Install Git. Because the GDAL package sources are retrieved from GitHub for the build, you must install Git:
$ conda install git m2-patch conda-build
Get
gdal-feedstock
. For the purpose of this tutorial, we will be using a recipe from Anaconda:$ git clone https://github.com/AnacondaRecipes/gdal-feedstock.git
Use conda-build to build the
gdal-feedstock
:$ conda build gdal-feedstock
Check the output to make sure that the build completed successfully. The output also contains the location of the final package file and a command to upload the package to Cloud. For this package in particular, there should be two packages outputted:
libgdal
andGDAL
.In case of any linker or compiler errors, modify the recipe and run it again.
Let's take a closer look at what's happening inside the gdal-feedstock
,
specifically in the meta.yaml
file.
The first interesting bit happens under source
in the patches
section:
patches:
# BUILT_AS_DYNAMIC_LIB.
- 0001-windowshdf5.patch
# Use multiple cores on Windows.
- 0002-multiprocessor.patch
# disable 12 bit jpeg on Windows as we aren't using internal jpeg
- 0003-disable_jpeg12.patch
This section is basically saying "when this package is being built on a Windows
platform, apply the following patch files". Notice that the patch files
are in the patches
directory of the recipe. These patches will only
be applied to Windows since the # [win]
selector is applied to each
of the patch entries. For more about selectors, see
Preprocessing selectors.
In the requirements
section, notice how there are both a build
and
host
set of requirements (run
is another valid parameter, but is
not shown in this example). For this recipe, all the compilers required to
build the package are listed in the build
requirements.
Normally, this section will list out packages required to build the package.

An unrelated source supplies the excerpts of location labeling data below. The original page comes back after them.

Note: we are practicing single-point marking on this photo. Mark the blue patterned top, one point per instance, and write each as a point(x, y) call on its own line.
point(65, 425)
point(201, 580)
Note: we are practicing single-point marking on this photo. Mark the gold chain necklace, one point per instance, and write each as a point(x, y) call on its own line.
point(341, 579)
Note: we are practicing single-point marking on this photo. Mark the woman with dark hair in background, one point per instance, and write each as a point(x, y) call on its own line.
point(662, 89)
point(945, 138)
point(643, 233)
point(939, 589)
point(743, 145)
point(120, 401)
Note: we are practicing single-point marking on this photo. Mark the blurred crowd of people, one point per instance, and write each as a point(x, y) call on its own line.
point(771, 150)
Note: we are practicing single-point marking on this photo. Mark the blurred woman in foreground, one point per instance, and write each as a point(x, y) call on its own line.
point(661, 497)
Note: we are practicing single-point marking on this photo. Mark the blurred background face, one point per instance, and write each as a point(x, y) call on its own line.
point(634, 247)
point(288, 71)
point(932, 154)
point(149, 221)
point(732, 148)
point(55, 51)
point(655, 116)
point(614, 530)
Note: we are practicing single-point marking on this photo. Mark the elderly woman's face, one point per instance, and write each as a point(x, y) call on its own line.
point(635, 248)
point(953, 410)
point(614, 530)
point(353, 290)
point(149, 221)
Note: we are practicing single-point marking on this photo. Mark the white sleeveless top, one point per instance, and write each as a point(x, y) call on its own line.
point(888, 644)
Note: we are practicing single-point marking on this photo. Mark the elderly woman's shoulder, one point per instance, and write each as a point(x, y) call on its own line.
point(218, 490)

GDAL requires CMake on Windows, as well as C compilers.
Notice that the C compilers are pulled into the recipe using the syntax
{{ compiler('c') }}
. Since conda-build 3, conda-build defines a jinja2
function compiler()
to specify compiler packages dynamically. So, using
the compiler('c')
function in a conda recipe will pull in the correct
compiler for any build platform. For more information about compilers with
conda-build see compiler-tools.
Also note that the compilers used by conda-build can be specified using
a conda_build_config.yaml
. For more information about how to do that,
see Using your customized compiler package with conda-build 3.
Notice that this package has an outputs
section.
This section is a list of packages to output as a result of building
this package. In this case, the packages libgdal
and GDAL
will be built.
Similar to a normal recipe, the outputs can have build scripts,
tests scripts, and requirements specified.
For more information on how outputs work, see the Outputs section.
Now, let's try to build GDAL against some build matrix.
We will specify building against Python 3.7 and 3.5 using a conda-build config.
Add the following to your conda_build_config.yaml
:
python:
- 3.7
- 3.5
Now you can build GDAL using conda-build with the command:
$ conda build gdal-feedstock
Or explicitly set the location of the conda-build variant matrix:
$ conda build gdal-feedstock --variant-config-file conda_build_config.yaml
If you want to know more about build variants and conda_build_config.yaml
,
including how to specify a config file and what can go into it, take a look
at Creating conda-build variant config files.